SPA Routing and Static Assets

When using a custom Express/Node server with SPA catch-all routing, static asset routes must come before the catch-all. Otherwise, .wasm, .js, and worker files get served as index.html:
// WRONG ORDER — catch-all swallows WASM requests:
app.get('*', (req, res) => res.sendFile('index.html'))
app.use(express.static('dist')) // Never reached for .wasm files

// CORRECT ORDER — static files served first:
app.use(
  express.static('dist', {
    setHeaders: (res, path) => {
      if (path.endsWith('.wasm')) {
        res.setHeader('Content-Type', 'application/wasm')
      }
    },
  })
)
app.get('*', (req, res) => {
  if (!req.path.match(/\.(js|css|wasm|json|png|svg|woff2?)$/)) {
    res.sendFile('index.html', { root: 'dist' })
  } else {
    res.status(404).end()
  }
})

Browser-Specific Considerations

Handle Tab Visibility

Cancel in-progress generation when the tab is hidden:
import { TextGeneration } from '@runanywhere/web-llamacpp'

document.addEventListener('visibilitychange', () => {
  if (document.hidden) {
    TextGeneration.cancel()
  }
})

Handle Memory Pressure

if ('deviceMemory' in navigator) {
  const memory = (navigator as any).deviceMemory // GB
  if (memory < 4) {
    console.warn('Low memory device.

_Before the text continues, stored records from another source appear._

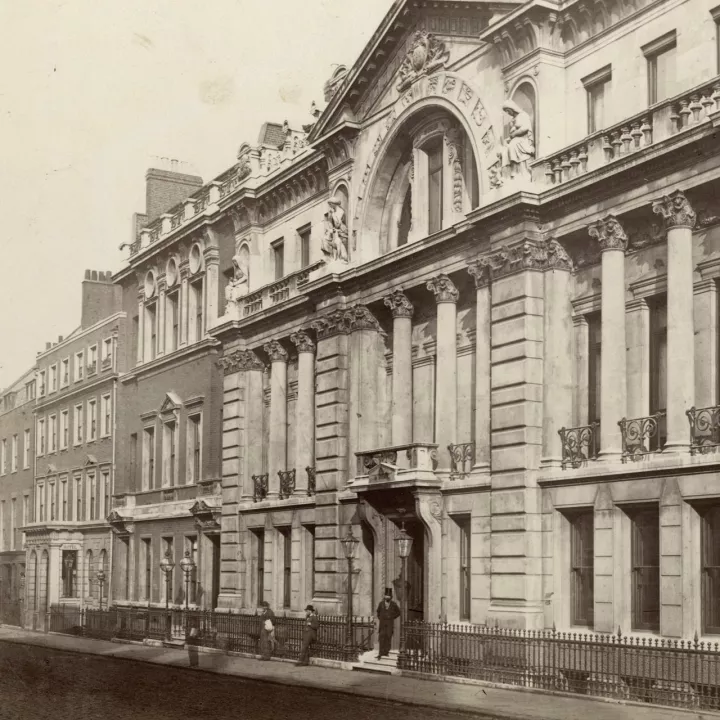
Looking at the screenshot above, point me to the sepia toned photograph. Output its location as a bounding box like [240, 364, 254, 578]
[0, 0, 720, 720]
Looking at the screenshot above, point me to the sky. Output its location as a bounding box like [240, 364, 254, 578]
[0, 0, 391, 388]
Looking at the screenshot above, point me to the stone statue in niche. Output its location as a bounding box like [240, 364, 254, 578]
[322, 195, 348, 263]
[498, 100, 535, 179]
[225, 243, 250, 308]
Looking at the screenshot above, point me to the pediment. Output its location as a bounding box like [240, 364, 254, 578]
[309, 0, 522, 143]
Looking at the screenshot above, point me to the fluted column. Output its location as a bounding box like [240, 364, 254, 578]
[137, 289, 145, 365]
[542, 240, 573, 467]
[263, 340, 288, 498]
[385, 290, 414, 445]
[292, 330, 315, 494]
[427, 275, 460, 470]
[468, 258, 491, 473]
[653, 190, 695, 452]
[588, 215, 627, 460]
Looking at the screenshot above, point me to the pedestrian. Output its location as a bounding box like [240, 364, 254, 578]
[377, 588, 400, 660]
[297, 605, 320, 665]
[258, 600, 275, 660]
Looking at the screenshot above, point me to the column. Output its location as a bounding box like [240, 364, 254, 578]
[385, 289, 413, 445]
[626, 298, 650, 418]
[290, 330, 315, 495]
[468, 258, 491, 473]
[573, 315, 590, 427]
[263, 340, 288, 498]
[157, 275, 165, 357]
[542, 240, 573, 467]
[204, 247, 220, 332]
[588, 215, 627, 460]
[653, 190, 695, 452]
[178, 261, 190, 347]
[427, 275, 460, 470]
[137, 288, 145, 365]
[695, 278, 720, 408]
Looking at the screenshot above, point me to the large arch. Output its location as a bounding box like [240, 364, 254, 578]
[356, 97, 487, 261]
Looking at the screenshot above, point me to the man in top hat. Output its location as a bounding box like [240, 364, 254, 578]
[377, 588, 400, 660]
[296, 605, 320, 665]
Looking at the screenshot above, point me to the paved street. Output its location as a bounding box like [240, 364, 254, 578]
[0, 642, 484, 720]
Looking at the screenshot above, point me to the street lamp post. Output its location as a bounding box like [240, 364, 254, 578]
[340, 525, 360, 652]
[395, 520, 412, 652]
[160, 550, 175, 638]
[97, 568, 105, 610]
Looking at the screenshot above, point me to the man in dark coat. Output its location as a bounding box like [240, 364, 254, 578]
[297, 605, 320, 665]
[377, 588, 400, 660]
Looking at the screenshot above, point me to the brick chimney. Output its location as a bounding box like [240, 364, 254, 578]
[82, 270, 122, 328]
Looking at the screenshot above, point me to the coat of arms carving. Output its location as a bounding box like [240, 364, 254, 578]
[397, 30, 450, 92]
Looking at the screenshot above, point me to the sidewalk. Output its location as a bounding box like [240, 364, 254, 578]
[0, 625, 720, 720]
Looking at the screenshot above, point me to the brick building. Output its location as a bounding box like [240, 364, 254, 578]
[95, 0, 720, 652]
[25, 270, 125, 621]
[0, 368, 35, 604]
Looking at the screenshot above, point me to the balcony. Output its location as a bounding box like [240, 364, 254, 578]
[685, 405, 720, 455]
[350, 443, 440, 490]
[618, 412, 665, 462]
[558, 423, 600, 470]
[238, 260, 325, 317]
[532, 77, 720, 186]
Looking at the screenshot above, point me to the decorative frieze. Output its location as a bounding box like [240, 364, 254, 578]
[652, 190, 697, 230]
[588, 215, 627, 252]
[427, 274, 460, 304]
[263, 340, 288, 362]
[384, 289, 414, 318]
[218, 350, 265, 375]
[290, 330, 315, 353]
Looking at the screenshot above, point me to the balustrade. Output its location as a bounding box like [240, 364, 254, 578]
[686, 405, 720, 455]
[558, 423, 600, 470]
[448, 443, 475, 476]
[278, 470, 295, 500]
[618, 412, 665, 462]
[252, 473, 268, 502]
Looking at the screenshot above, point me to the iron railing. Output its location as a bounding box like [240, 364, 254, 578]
[48, 606, 375, 662]
[618, 412, 665, 462]
[558, 422, 600, 470]
[448, 443, 475, 476]
[278, 470, 295, 500]
[685, 405, 720, 455]
[398, 622, 720, 710]
[252, 473, 268, 502]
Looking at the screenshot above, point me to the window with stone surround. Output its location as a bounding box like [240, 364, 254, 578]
[454, 515, 472, 620]
[699, 503, 720, 635]
[568, 509, 595, 627]
[648, 295, 667, 450]
[628, 506, 660, 631]
[642, 30, 679, 105]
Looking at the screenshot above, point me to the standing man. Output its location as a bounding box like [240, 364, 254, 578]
[296, 605, 320, 665]
[377, 588, 400, 660]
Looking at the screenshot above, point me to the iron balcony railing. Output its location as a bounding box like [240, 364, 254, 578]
[448, 443, 475, 477]
[278, 469, 295, 500]
[252, 473, 268, 502]
[558, 422, 600, 470]
[43, 606, 375, 662]
[398, 622, 720, 710]
[685, 405, 720, 455]
[618, 411, 665, 462]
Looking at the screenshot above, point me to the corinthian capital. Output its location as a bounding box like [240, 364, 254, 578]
[263, 340, 287, 362]
[384, 289, 415, 317]
[653, 190, 696, 230]
[427, 274, 460, 304]
[290, 330, 315, 353]
[588, 215, 627, 252]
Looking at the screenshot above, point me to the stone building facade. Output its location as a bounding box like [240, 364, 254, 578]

Use smaller models.')
  }
}

Safari Considerations

  • OPFS has known reliability issues in Safari — test thoroughly
  • WebGPU is not available in Safari (as of early 2026)
  • Prefer Chrome/Edge for the best experience

Mobile Browser Considerations

  • Mobile browsers have stricter memory limits
  • Models larger than 1GB may cause tab crashes
  • Use Q4_0 quantization for mobile
  • Test on actual mobile devices

Camera Permission Handling

Provide clear error messages for camera permissions (important for VLM):
try {
  const camera = new VideoCapture({ facingMode: 'environment' })
  await camera.start()
} catch (err) {
  const msg = (err as Error).message
  if (msg.includes('NotAllowed') || msg.includes('Permission')) {
    alert('Camera permission denied. Check System Settings → Privacy & Security → Camera.')
  } else if (msg.includes('NotFound')) {
    alert('No camera found on this device.')
  } else if (msg.includes('NotReadable')) {
    alert('Camera is in use by another application.')
  }
}

Error Handling

Always Handle Errors Gracefully

import { SDKError, SDKErrorCode } from '@runanywhere/web'
import { TextGeneration } from '@runanywhere/web-llamacpp'

async function generateSafely(prompt: string): Promise<string> {
  try {
    const { stream, result } = await TextGeneration.generateStream(prompt, { maxTokens: 200 })
    let text = ''
    for await (const token of stream) {
      text += token
    }
    return text
  } catch (err) {
    if (err instanceof SDKError) {
      switch (err.code) {
        case SDKErrorCode.ModelNotLoaded:
          return 'Please load a model first.'
        case SDKErrorCode.GenerationCancelled:
          return ''
        default:
          return 'Sorry, an error occurred. Please try again.'
      }
    }
    return 'An unexpected error occurred.'
  }
}

Security & Privacy

All Data Stays Local

The Web SDK runs entirely in the browser via WebAssembly. No data is sent to any server. This is a key advantage for privacy-sensitive applications.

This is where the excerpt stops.